Laravel on Host Monster Shared Hosting

Aug 14, 2013 0 Comments

Steps that I needed to follow to get this Laravel site working on Host Monster.  I had the site working on my local machine and checked into Git on BitBucket.

  1. Setup an SSH Key on the Host Monster server to connect to my BitBucket account.
  2. Clone the git repository from BitBucket into the  ~/wisemanta directory.
  3. Move ~/public_html to  ~/public_html_backup.  This keeps a backup of the old web content.
  4. Create a soft link from ~/public-html to the Laravel public directory: ln -s wisemanta/public public_html. This makes the public directory in ~/wisemanta the directory that the web server serves up.  
  5. Update PHP to 5.3 on Host Monster.  Mine was on 5.2.
  6. Download Composer
  7. Figure out that I need to run php-cli from the command line rather than php to run composer. Add alias php="php-cli"' to .bashrc to allow php to work in the future.
  8. Run install from composer:  php composer.phar install.  If you try using php without the alias to php-cli then the install would bomb out on the post scripts (which call php directly).
  9. Create the new database and database user.
  10. Run the Artisan install scripts: php artisan app:install
  11. Update public/.htaccess with this line:
    • AddType application/x-httpd-php53 .php
  12. Waste two hours figuring out why I was getting a "ReflectionException Class FrontEndController does not exist".  Turns out that my class filename was FrontendController (lower case e) which worked fine in Windows but not so much in Unix.

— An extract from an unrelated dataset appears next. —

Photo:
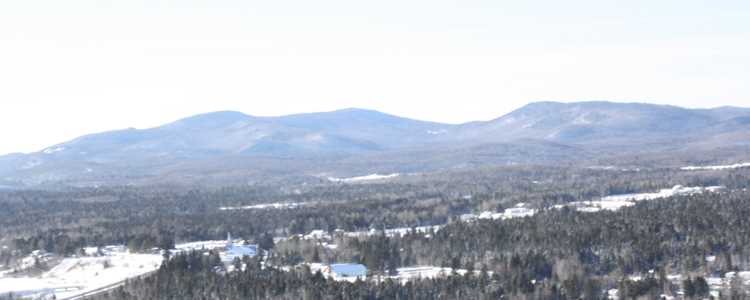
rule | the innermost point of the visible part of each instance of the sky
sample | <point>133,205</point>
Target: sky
<point>69,68</point>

With that I was able to get this Laravel site running successfully.  

There is still one error I am getting when running Composer.  Things seem to be working, so I have been ignoring it at the moment, but if anyone knows what is causing it let me know. Error message:

[Symfony\Component\Process\Exception\RuntimeException]  The process has been signaled with signal "11".